父の道は厳を貴ぶ。但だ幼を育つるの方は、即ち宜しく其の自然に従って之れを利道すべし。助長して以て生気を戕うこと勿くんば可なり〔晩録二三〇〕
(父の子に対する道は厳格でなければいけない。ただし、幼児を育てるときには、その自然のままに従って、それとなく善い方向に導いてやるのがよい。無理やり力を加えて、子供の生き生きとした活気を損なうことがなければよいのである。)
<出典:「言志四録 佐藤一斎」渡邉五郎三郎監修 致知出版社>
どのような心がけで人生に対峙していくか
父親は子を道に沿うようきちんと育てる役割があります。
だからと言って、幼いころから、子の進路を勝手に決めつけて、それを押し付けるのは誤りです。
人は、どの家に生まれようと、一人一人が天から与えられた使命を持って生まれ出でています。
まずはそれを発現させることが大事です。
道と進路は違います。
道とは、いかに生きていくかの根本的方針といえるでしょう。
それに対して進路は、生きていくことを目的とした一つの手段となります。
最も良いのは両者の一致、つまり自分の能力の完全発揮と、世の中を良くする仕事が一致するような生き方でしょう。
道を認識した上で、どのような進路を選択すべきかについては、考える時間が十分に必要です。
正直な人であるほど、人生に悩むかもしれません。
それは仕方のないこと。
二十歳を過ぎて、いやもっと遅い年齢で、道と進路が一致した生き方を見出し、世に貢献し、自分の人生を切り開いてきた先人は決して少なくありません。

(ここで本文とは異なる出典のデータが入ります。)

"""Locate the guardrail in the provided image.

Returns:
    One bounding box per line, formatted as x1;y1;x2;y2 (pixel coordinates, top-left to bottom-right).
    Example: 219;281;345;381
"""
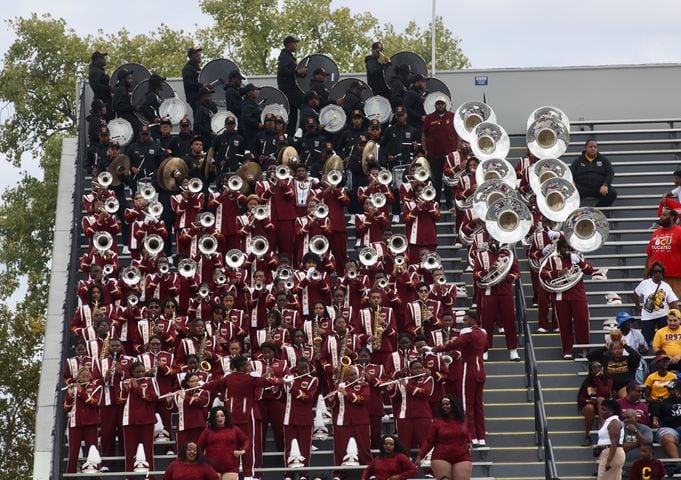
515;274;559;479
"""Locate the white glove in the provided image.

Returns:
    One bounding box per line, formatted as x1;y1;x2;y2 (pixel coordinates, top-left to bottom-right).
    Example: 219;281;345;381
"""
570;253;581;264
547;230;561;240
541;245;553;255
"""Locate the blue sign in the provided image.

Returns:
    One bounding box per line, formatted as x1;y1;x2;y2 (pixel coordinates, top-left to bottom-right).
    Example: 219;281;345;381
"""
475;76;488;86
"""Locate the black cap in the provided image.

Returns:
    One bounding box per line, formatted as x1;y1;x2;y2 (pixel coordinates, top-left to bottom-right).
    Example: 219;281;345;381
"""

まさに大器晩成、大きな器になるためには、どうしても時間がかかるのです。
道を認識しないまま急ぎすぎたり、何者かに進路を押し付けられたりしたなら、燻ぶった人生になりかねません。
組織においても同じでしょう。
後進を育てる側の人は、父親と同じ責務を背負います。
後進の特性を見極め、活力を損なわせることなく、伸びていくように仕向けること。
くれぐれも、人財という経営資源、この世から借りている大事な資源を無駄遣いしてはなりません。
一方、育てられた側は、やがて育てる側に回ります。
そのとき、父親や上長という師から施してもらったことと同じように、特性を見抜き、見守り、考える時間を与えることなどに工夫し、次世代の人たちを育てていかねばなりません。
現在の職場では、枠に嵌めようと押し付ける傾向が強まっていないでしょうか。
創意工夫を促すことなく、自分が経験して来たどおりに仕事をさせたり、考える時間を与えず、マニュアル通りに行うことを強制しすぎではありませんか。
立場上、それに歯向かうことができない部下は、仕方なく全て教えてもらうしかありません。
実のところ、指示待ち族を作ったのは、現代の会社組織そのものではないでしょうか。
放っておいた方が、独力で、集中力を発揮し、多くの成果を上げた可能性も少なからずあるはずです。
自分と同じようにやらせるのなら、その部下は自分以上にはなれません。
人財の無駄遣い、組織のさらなる成長は望めません。
時間を与え、見守り、特性を捉え、適切な助言をよく考えて与え、自走させることです。
これがうまくゆかないのは、多くの場合、育てる側の度量に問題があるからでしょう。
このような育て方を実践していく見本が必要です。
これからの日本が活力ある国になるれるかは
育てる側の意識と行動にかかっています。